A STEREO BRUTE FROM RUSSIA
By Joshua Mendes

(FORTUNE Magazine) – What do you do when your main customer disintegrates? At least one military supplier to the former Soviet Union has a possible solution. Okean Tribor, a St. Petersburg manufacturer of acoustic equipment for tracking submarines, now turns out hi-fi components good enough to catch the attention of Western audiophiles. One U.S. fan: Keith Johnson, an MIT material sciences professor. He happened across the product last summer while touring Russian factories as a consultant for Batterymarch, a Boston investment firm.
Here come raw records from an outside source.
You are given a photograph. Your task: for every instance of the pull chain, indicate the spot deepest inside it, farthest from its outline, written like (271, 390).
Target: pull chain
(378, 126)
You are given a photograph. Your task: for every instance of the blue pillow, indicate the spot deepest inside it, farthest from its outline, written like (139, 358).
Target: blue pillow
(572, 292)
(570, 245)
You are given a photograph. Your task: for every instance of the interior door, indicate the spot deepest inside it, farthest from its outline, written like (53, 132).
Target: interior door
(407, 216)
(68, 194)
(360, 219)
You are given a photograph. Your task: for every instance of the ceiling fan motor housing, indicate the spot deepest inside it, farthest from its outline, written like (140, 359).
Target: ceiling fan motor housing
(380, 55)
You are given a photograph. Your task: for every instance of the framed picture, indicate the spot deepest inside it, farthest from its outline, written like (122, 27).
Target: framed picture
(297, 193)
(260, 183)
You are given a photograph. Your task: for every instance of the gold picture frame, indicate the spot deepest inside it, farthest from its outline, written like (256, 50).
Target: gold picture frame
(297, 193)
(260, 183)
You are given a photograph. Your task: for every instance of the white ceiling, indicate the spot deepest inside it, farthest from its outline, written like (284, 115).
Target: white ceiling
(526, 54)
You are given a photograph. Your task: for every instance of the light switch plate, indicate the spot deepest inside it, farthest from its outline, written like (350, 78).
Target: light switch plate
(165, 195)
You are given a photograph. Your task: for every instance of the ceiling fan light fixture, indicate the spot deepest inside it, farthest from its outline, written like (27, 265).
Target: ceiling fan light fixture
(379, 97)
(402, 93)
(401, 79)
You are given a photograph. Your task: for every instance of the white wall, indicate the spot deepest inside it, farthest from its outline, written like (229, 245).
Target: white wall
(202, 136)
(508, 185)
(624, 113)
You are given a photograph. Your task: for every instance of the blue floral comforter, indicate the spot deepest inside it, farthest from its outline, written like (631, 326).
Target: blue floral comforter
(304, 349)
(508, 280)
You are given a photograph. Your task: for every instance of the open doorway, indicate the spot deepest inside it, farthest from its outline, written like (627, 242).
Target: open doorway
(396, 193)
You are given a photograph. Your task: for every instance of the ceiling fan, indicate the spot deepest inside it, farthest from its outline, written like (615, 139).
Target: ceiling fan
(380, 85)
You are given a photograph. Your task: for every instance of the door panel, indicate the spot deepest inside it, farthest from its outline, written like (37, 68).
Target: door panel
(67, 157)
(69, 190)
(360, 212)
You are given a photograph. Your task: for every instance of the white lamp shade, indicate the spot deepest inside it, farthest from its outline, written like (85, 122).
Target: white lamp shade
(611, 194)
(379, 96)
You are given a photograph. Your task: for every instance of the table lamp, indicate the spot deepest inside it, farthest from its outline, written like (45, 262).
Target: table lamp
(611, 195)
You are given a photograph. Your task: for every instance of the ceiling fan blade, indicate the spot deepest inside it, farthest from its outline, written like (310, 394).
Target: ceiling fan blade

Excited by what he heard, Johnson brought home amplifiers, turntables, and speakers so that others could judge -- and kept one set for himself. Says the classical music buff: ''People who come into my house can't believe their ears.'' The professor gave another set to Cambridge Soundworks, a pricey audio catalogue company co-owned by legendary hi-fi innovator Henry Kloss. The outfit liked what it heard and accorded special bravos to the amplifier. Enthuses product manager Walter Schofield: ''It's a brute. Its bass is absolutely tremendous.'' As a result, Cambridge is investigating ways to import these amplifiers and sell them through its catalogue, perhaps by the end of this year. Okean Tribor has offered to provide them for $100 each. That would leave Cambridge plenty of room to undercut equivalent U.S. and foreign brands that go for $600 to $1,000. - J.M.